I am at my Colorado home. Tomorrow, my California home. Today, the mountains. Tomorrow, the sea.
The clouds, white and wispy, are racing to the East across the crisp blue sky. The crows are dipping and diving, spiraling up on the currents so that I imagine they are playing and happy in the gusty winds. Taking their place as they spin towards the mountains are the swallows, hurrying in every direction. The river I sit beside is stronger than the days previous as spring deepens and the snow that fell two days ago melts. A jet trail, pinkish in the late afternoon, disappears quickly.
Everything I see is moving quickly. Everything I see is going somewhere. Everything I see seems to have a destination, and is moving towards that destination with natural determination.
But I feel stuck. After two months of moving, after two months of traveling, after two months of being alert, aware and attentive, I am home. I imagined that I would be spending this time at a dining room table, with open guide books, brochures and my journals in stacks and piles. And that is indeed what the table looks like as I sort through, organize, write and rewrite. On my calendar pages I blocked off the week with the words "ponder and produce." But it is slow. I open a journal page or look at a photo, and the "ponder" half of the equation takes over.

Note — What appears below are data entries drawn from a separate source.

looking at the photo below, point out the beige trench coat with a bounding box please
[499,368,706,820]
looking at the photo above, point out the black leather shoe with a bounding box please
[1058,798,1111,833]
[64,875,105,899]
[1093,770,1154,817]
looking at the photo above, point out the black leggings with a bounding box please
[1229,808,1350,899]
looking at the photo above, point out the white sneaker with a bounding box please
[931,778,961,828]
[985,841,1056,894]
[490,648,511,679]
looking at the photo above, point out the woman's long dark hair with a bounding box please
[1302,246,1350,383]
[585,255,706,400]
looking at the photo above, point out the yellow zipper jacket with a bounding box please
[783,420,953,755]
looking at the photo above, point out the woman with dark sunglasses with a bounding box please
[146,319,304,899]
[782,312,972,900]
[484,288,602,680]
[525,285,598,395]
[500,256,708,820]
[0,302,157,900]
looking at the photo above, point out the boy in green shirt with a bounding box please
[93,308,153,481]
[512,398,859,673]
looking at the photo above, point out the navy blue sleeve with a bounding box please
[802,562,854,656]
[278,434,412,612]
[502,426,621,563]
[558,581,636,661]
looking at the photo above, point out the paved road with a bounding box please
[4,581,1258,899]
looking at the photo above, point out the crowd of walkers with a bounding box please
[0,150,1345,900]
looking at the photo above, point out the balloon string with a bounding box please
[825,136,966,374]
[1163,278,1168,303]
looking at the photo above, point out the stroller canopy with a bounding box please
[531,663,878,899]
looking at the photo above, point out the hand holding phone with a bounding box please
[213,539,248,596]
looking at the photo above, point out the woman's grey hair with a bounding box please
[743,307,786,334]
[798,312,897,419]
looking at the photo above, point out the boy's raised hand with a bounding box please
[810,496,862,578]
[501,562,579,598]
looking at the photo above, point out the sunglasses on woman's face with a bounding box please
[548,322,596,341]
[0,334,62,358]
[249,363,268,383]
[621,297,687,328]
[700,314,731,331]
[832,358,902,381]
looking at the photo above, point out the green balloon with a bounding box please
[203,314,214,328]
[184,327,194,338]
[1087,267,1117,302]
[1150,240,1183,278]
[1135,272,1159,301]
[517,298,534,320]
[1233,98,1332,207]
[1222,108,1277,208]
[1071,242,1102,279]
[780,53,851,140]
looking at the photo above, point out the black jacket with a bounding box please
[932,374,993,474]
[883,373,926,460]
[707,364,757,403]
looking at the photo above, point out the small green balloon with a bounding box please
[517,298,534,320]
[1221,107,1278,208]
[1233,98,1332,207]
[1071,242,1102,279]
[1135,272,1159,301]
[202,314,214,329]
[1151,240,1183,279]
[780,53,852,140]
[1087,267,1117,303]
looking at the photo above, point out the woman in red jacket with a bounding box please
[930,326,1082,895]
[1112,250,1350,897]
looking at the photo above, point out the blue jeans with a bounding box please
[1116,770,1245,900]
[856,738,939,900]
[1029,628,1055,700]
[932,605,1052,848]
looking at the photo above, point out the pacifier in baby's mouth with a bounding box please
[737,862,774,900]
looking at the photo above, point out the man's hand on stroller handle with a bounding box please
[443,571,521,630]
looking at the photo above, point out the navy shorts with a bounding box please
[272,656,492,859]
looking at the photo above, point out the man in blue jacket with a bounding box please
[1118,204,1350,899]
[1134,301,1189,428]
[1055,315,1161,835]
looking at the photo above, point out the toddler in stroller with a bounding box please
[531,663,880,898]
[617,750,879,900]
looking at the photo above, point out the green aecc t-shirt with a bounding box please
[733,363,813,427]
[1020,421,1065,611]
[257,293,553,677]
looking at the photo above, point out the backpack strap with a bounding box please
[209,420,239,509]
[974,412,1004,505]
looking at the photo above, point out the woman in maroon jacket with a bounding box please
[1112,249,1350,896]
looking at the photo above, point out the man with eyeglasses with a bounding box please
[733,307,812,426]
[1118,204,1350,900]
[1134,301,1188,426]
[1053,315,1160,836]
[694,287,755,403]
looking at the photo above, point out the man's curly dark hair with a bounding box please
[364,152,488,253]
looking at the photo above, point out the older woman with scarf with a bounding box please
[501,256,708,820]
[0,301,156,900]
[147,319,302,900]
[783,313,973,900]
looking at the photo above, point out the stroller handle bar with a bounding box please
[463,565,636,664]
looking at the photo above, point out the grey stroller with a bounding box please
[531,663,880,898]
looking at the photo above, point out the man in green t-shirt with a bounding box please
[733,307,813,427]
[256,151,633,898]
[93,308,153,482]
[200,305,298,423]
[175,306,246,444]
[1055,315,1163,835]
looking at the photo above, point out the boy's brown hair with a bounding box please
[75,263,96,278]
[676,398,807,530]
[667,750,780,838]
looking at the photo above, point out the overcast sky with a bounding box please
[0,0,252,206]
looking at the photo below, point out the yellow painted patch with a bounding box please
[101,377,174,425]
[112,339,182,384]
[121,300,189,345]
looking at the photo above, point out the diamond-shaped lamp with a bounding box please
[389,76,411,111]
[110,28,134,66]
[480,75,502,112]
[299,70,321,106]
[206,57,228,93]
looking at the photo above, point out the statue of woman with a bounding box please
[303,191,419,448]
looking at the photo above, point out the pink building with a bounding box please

So I do what I usually do, I open a book. This book, A Sense of Place by Michael Shapiro, gives me more to ponder. And generates a whole new list of travel books to read, and, I anticipate, to love. Shapiro's book is inspiring. Several of the travel writers Shapiro interviewed admit to wandering around each new place with a big grin. That was me. Every morning when I woke up, my very first thought (apologies to my loved ones) was, "Wow! I am in a new place today!" (On those rare days when I woke up for a second or third time in the same place, that enthusiasm was still there.) Walking into those great, arched European train stations was a thrill I never grew tired of. And I delighted in finding bus stops, and then figuring out the timetables. Always, there was a crookedly folded map in my hand. "Here is where I am!" Or, turning the map this way and that, "I think this is where I am..."
I got used to the going.
And now I need to find a way to share. Stick with me friends, because there are things I want to share, so "ponder" will have to yield a bit to "produce." Any day now.